The “flashing Milk Duds” and the presence of large-eyed fish near the wreck were powerful indicators that there existed bottom-dwelling creatures who used bioluminescent organs as defensive and/or predatory stun weapons. Video of cruises through the Titanic’s debris field often revealed the puff trails of animals fleeing ahead of the submersibles’ lamps or a tripod fish sitting light-stunned on its stiltlike fins.
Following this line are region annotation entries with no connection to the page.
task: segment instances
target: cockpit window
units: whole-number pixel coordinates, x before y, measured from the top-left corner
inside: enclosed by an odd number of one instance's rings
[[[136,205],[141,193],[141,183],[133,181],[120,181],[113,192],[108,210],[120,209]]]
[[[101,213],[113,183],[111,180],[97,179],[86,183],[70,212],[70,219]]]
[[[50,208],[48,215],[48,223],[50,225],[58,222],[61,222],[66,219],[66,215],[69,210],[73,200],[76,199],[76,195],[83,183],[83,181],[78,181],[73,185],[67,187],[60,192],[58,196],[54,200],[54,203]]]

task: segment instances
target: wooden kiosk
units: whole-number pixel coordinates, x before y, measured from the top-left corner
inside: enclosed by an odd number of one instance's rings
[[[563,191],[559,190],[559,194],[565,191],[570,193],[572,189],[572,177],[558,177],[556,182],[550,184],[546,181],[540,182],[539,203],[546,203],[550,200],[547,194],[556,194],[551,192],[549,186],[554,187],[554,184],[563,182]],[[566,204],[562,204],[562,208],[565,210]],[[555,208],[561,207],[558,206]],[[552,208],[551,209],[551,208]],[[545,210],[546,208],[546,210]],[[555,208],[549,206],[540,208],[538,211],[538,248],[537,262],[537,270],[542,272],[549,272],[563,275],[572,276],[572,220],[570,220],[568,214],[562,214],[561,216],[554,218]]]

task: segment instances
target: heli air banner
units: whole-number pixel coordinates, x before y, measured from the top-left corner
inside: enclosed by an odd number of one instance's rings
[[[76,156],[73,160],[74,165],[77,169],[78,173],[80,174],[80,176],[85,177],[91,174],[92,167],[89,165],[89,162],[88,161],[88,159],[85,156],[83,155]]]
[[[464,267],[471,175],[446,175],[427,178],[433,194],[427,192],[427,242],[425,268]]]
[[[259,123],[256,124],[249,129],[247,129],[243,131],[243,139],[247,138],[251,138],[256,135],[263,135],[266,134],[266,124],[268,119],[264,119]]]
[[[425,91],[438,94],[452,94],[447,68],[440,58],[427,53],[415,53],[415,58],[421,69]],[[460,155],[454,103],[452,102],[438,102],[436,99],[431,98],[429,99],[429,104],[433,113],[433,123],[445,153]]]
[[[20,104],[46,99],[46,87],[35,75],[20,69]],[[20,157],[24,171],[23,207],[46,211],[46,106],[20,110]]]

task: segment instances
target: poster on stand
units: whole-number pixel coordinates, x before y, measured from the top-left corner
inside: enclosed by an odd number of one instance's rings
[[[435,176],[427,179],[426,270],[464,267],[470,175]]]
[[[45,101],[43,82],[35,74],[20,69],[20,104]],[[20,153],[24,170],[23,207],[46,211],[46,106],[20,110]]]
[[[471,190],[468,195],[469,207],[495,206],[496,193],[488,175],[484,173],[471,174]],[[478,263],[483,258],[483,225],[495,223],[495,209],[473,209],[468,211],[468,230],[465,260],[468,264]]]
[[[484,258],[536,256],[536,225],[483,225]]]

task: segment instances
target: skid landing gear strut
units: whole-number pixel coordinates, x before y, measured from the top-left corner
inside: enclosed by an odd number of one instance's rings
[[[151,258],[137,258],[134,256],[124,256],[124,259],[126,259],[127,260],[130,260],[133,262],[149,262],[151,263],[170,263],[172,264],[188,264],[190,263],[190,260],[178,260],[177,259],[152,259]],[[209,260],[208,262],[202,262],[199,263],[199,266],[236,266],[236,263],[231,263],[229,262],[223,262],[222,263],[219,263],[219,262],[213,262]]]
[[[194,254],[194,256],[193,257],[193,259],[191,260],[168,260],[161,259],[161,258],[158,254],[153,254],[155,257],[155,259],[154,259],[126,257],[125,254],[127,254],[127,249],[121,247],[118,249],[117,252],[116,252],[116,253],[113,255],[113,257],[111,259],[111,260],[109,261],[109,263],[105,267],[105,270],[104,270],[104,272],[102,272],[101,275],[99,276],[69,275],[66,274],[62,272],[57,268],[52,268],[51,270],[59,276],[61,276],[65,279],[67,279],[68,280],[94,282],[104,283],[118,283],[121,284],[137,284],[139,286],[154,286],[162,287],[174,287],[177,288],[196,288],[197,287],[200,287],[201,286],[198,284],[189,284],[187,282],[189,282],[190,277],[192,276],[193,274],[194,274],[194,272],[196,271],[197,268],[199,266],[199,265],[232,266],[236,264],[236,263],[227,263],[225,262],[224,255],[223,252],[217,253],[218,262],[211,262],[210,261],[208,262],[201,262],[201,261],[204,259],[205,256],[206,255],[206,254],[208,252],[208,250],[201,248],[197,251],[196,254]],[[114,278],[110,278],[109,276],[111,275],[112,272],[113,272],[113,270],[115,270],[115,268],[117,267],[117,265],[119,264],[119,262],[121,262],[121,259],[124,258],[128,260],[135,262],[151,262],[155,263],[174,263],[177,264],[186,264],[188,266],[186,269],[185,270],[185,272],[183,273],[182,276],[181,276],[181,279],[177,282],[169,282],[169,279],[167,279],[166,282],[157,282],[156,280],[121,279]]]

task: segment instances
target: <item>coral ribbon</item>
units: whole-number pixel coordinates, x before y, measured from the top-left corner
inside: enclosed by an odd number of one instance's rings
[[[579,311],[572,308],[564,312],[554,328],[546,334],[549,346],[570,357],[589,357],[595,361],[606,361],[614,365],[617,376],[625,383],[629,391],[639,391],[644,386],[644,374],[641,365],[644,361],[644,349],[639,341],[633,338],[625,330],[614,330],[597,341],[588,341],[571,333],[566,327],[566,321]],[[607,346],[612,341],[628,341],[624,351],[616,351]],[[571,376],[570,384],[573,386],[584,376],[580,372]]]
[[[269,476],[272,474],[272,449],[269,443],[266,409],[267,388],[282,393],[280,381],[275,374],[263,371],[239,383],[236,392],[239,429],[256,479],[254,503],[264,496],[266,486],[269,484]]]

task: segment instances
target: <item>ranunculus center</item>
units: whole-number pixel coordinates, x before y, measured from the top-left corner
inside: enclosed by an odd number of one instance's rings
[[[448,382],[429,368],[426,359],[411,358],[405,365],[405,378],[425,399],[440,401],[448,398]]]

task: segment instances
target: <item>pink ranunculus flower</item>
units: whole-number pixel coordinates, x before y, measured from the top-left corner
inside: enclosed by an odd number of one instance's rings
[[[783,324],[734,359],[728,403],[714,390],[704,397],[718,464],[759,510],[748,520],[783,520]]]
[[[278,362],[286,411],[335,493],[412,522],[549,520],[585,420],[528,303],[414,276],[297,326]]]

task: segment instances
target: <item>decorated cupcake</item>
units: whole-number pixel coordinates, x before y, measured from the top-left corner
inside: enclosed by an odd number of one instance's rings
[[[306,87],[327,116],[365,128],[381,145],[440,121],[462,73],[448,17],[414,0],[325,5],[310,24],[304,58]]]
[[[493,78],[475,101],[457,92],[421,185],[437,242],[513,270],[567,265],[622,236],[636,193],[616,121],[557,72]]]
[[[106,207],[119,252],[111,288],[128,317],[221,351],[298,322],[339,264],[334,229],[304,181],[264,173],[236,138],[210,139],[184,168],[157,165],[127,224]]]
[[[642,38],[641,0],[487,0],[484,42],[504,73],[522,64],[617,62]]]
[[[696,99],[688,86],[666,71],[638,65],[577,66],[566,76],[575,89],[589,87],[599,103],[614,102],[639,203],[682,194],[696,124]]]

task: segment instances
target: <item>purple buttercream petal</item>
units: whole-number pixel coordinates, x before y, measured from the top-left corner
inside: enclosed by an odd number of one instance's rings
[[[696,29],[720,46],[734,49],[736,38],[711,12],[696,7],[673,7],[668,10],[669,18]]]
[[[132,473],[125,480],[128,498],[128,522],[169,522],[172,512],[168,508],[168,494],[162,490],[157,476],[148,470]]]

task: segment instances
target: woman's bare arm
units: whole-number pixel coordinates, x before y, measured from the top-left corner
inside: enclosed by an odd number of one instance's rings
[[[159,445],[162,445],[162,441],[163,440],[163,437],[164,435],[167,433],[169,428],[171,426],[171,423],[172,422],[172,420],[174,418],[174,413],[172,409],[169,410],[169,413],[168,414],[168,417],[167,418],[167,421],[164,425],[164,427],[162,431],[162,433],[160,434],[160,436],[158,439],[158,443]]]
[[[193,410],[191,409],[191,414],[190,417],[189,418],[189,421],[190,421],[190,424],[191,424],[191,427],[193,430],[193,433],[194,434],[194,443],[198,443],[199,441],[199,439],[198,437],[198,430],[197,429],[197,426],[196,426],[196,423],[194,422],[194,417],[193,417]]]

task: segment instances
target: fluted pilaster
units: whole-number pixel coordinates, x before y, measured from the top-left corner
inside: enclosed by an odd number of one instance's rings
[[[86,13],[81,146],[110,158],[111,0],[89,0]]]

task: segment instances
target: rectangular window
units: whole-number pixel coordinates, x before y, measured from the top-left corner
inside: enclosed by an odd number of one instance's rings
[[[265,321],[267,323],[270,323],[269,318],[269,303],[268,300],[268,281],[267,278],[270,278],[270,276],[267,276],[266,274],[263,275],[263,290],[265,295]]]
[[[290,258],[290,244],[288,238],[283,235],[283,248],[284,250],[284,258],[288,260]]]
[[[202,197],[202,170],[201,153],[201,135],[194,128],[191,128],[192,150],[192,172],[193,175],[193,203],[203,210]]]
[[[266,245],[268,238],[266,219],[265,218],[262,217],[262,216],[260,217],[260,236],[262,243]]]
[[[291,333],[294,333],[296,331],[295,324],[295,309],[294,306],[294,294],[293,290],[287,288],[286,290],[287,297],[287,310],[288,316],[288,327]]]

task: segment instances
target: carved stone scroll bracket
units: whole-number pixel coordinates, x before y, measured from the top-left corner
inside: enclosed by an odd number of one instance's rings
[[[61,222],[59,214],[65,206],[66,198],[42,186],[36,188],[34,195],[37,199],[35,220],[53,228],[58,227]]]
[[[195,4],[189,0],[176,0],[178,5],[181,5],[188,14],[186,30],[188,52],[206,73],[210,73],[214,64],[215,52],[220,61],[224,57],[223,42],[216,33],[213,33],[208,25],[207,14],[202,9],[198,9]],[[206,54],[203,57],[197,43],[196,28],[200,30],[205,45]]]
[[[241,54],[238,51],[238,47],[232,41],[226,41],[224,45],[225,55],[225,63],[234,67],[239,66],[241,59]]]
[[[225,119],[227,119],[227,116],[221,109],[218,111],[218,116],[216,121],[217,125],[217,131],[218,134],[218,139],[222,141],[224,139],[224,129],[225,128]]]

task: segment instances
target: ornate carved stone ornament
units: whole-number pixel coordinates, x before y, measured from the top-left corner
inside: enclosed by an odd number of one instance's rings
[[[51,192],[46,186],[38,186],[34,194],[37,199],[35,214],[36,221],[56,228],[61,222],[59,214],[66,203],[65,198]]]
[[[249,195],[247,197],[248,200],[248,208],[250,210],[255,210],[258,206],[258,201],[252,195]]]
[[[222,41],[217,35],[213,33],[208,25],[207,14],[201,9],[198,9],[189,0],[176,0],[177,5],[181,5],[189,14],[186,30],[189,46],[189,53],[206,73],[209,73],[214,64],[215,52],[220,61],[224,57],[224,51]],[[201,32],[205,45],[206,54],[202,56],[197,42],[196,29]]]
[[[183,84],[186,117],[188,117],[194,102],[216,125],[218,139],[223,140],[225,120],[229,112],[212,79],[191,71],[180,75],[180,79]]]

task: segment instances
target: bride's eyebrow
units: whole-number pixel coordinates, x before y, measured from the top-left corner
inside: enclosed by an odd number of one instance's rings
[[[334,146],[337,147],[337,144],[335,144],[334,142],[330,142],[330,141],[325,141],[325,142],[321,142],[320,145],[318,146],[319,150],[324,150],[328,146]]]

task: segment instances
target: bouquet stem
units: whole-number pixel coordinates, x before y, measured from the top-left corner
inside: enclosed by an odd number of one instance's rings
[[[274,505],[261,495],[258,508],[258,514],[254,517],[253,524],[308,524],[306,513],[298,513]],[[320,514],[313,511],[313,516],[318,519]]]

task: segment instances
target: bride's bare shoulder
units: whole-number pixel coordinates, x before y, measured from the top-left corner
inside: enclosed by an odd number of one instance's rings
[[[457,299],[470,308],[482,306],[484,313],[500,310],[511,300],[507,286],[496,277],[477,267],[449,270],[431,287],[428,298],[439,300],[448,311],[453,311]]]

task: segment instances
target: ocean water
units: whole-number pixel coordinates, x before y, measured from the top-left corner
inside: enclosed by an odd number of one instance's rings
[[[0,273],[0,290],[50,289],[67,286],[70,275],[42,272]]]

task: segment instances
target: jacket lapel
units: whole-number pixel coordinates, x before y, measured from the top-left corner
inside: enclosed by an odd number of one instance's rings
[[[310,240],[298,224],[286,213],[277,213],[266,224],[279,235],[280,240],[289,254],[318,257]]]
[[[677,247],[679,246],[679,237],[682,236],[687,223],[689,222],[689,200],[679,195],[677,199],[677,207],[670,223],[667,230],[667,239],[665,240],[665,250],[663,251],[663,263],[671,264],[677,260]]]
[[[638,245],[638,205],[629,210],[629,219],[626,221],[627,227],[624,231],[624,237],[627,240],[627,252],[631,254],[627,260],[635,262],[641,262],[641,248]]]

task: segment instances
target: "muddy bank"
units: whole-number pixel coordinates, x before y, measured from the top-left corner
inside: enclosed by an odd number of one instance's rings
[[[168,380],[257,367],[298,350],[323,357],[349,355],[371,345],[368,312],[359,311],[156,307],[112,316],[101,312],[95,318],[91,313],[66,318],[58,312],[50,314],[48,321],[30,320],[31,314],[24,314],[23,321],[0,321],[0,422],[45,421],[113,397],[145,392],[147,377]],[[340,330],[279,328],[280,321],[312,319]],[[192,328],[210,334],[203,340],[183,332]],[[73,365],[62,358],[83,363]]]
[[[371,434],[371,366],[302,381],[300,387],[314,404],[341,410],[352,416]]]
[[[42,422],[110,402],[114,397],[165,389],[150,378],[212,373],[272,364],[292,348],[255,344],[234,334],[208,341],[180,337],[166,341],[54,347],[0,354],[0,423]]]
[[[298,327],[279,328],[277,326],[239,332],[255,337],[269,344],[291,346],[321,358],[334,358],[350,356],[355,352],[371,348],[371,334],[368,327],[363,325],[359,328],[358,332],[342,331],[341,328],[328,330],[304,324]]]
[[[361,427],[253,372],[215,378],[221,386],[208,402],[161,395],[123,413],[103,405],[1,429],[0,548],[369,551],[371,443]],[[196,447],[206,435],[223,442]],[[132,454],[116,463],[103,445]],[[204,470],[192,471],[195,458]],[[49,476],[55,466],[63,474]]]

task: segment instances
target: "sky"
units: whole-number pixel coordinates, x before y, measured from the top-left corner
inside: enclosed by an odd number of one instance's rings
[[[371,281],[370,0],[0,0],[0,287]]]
I had a picture in my mind of creatures never seen before, swimming away from us the moment our lights began shining over the rim of a mound or a dune. I told Anatoly Sagalevich that one thing I really wanted to try was to move along the bottom with our lights completely off, then turn them on with our cameras running “and see who is around.”
The Russian word nyet is designed to somehow mean much more than “no.” Sagalevich explained that here and there, new boulders were appearing on the bottom, boulders not on the previous year’s maps of the debris, because these boulders were being dropped randomly by icebergs each winter and spring.
“It’s easy to get killed by an iceberg down here,” Sagalevich said sternly. One did not even have to crash the ports of the crew compartment into a boulder directly. Any part capable of imploding—an external camera, a lamp—would do the killing. At the Titanic’s depth, and at six thousand pounds per square inch, a crushed lamp would implode faster than the speed of sound, creating a shock wave that could implode the other lamps, the cameras, and the crew compartment—all within less time than was required for a shout to travel the length of a New York City bus.